Несомненно, что для будущего большого биографа Ленина период старой «Искры» (1900–1903 гг.) представит исключительный психологический интерес и вместе с тем большие трудности: ибо именно за эти короткие годы Ленин становится Лениным. Это не значит, что он дальше не растет. Наоборот, он растет – и в каких пропорциях! – и до Октября и после Октября. Но это уже рост более органический. Велик был прыжок из подполья к власти 25 октября 1917 года; но это был внешний, так сказать, материальный прыжок человека, который все, что можно взвесить и измерить, измерил и взвесил. А в том росте, какой предшествовал расколу на 2-м съезде партии, есть незаметный внешнему глазу, но тем более решительный внутренний прыжок.

Настоящие воспоминания имеют своей целью дать будущему биографу некоторый материал, относящийся к тому чрезвычайно знаменательному и значительному периоду в духовном развитии Владимира Ильича.

Сейчас, когда пишутся эти строки, с того времени прошло уже более двух десятилетий, и притом десятилетий, весьма обременительных для человеческой памяти. Это может породить естественные опасения: в какой мере то, что здесь рассказано, правильно воспроизводит то, что было на деле. Скажу, что такое опасение было отнюдь не чуждо мне самому и не покидало меня во все время этой работы: неряшливых воспоминаний и неточных свидетельств и без того слишком много! Под руками у меня, когда писался этот очерк, не было решительно никаких документов, справочников, материалов и пр. Думаю, однако, что это к лучшему. Мне приходилось опираться только на память, и я надеюсь, что ее самопроизвольная работа при таких условиях была несколько более ограждена от непроизвольной ретроспективной ретуши, которой так трудно избежать даже при самой критической самопроверке. Да и будущему исследователю облегчается этим проверка, когда он займется ею, взявши в руки документы и всякие вообще материалы, относящиеся к тому времени.

Местами я привожу тогдашние беседы и споры в диалогической форме. Разумеется, вряд ли можно претендовать на точную передачу диалогов два с лишним десятилетия спустя. Но суть, как мне кажется, я передаю вполне верно, а некоторые, наиболее яркие выражения – дословно.
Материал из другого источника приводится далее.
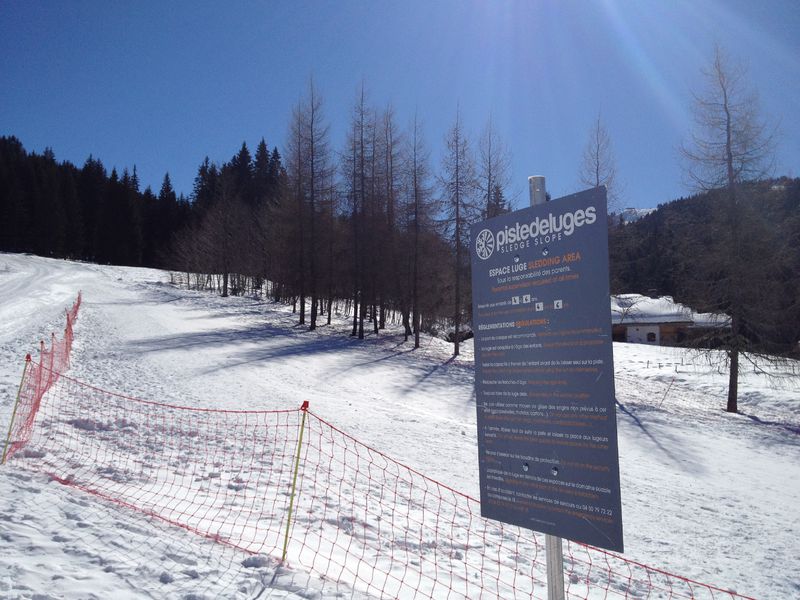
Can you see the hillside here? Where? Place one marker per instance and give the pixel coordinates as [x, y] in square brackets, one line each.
[684, 249]
[706, 495]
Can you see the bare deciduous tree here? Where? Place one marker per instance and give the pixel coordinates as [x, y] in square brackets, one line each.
[730, 146]
[493, 172]
[598, 166]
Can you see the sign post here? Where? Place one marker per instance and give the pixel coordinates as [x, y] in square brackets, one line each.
[554, 552]
[544, 373]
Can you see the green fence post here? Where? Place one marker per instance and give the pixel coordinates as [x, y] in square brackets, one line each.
[304, 409]
[14, 412]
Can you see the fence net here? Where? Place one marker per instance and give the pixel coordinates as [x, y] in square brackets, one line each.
[330, 505]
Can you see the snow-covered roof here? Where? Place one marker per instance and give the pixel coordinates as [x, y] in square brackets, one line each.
[638, 309]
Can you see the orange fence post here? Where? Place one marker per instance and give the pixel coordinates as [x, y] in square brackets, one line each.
[304, 409]
[14, 412]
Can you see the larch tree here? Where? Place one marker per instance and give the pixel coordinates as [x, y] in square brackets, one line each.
[459, 185]
[493, 172]
[418, 194]
[598, 165]
[730, 147]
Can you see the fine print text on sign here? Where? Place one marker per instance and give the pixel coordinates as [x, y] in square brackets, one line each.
[544, 372]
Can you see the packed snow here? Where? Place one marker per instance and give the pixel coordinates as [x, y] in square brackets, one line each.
[707, 495]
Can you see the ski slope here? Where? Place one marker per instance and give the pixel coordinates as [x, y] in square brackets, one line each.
[706, 495]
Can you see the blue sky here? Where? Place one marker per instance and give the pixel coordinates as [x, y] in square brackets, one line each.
[160, 85]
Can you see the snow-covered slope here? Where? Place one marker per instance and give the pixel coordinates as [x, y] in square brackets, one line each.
[707, 495]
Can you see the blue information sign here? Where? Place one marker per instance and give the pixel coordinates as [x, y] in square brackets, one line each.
[544, 371]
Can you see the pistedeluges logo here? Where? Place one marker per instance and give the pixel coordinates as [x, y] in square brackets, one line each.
[536, 233]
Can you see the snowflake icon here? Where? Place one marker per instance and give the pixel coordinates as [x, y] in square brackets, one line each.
[484, 244]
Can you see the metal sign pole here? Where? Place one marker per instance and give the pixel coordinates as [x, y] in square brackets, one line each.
[553, 549]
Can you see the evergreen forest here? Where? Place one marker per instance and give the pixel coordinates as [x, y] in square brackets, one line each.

Так как речь идет о материалах для биографии Ленина, следовательно, о деле исключительной важности, то, может быть, мне позволено будет сказать несколько слов о некоторых свойствах моей памяти. Я очень плохо запоминал расположение городов и даже квартир. В Лондоне, например, я не раз плутал на небольшом сравнительно расстоянии между квартирой Ленина и своей собственной. Долгое время я очень плохо запоминал человеческие лица, но в этом смысле я сделал весьма значительные успехи. Зато я очень хорошо запоминал и запоминаю идеи, их сочетание и беседы на идейные темы. Что эта оценка не субъективна, я имел возможность убедиться путем проверки много раз: другие лица, присутствовавшие при той же беседе, что и я, передавали ее нередко менее точно, чем я, и принимали мои поправки К этому нужно прибавить то обстоятельство, что в Лондон я прибыл молодым провинциалом и очень хотел как можно скорее все узнать и понять. Естественно, если разговоры с Лениным и другими членами редакции «Искры» крепко врезывались в память. Вот соображения, которых не сможет не учесть биограф при оценке степени достоверности печатаемых ниже воспоминаний.

* * *

В Лондон я приехал осенью 1902 г., должно быть, в октябре, ранним утром. Нанятый мною мимическим путем кеб доставил меня по адресу, написанному на бумажке, к месту назначения. Этим местом была квартира Владимира Ильича. Меня заранее научили (должно быть, еще в Цюрихе) стукнуть соответственное число раз дверным кольцом. Дверь мне открыла, насколько помню, Надежда Константиновна, которую, надо думать, я своим стуком поднял с постели. Час был ранний, и всякий более опытный и, так сказать, более привычный к культурному общежитию человек посидел бы спокойно на вокзале час-два вместо того, чтобы ни свет ни заря стучаться в чужие двери. Но я еще был полон зарядом своего побега из Верхоленска. Таким же приблизительно образом я потревожил в Цюрихе квартиру Аксельрода, только не на рассвете, а глубокой ночью. Владимир Ильич находился еще в постели, и на лице его приветливость сочеталась с законным недоумением. В таких условиях произошло наше первое с ним свидание и первый разговор. И Владимир Ильич и Надежда Константиновна знали уже обо мне из письма Клэра (Г. М. Кржижановский), который в Самаре, так сказать, официально ввел меня в организацию «Искры» под прозвищем «Перо». Так я и был встречен: приехало, мол, «Перо»… Меня напоили чаем, кажется в кухне-столовой. Ленин тем временем оделся. Я рассказывал о побеге и жаловался на плохое состояние искровской границы: она оказалась в руках гимназиста-эсера, который к искровцам, ввиду разгоревшейся жестокой полемики, относился без большой симпатии; к тому же контрабандисты жестоко обобрали меня, превысив всякие тарифы и нормы. Надежде Константиновне я передал скромный багаж адресов и явок, вернее, сведения о необходимости ликвидации некоторых негодных адресов. По поручению самарской группы (Клэр и др.) я посетил Харьков, Полтаву, Киев и почти везде, во всяком случае в Харькове и Полтаве, мог установить крайне слабое состояние организационных связей.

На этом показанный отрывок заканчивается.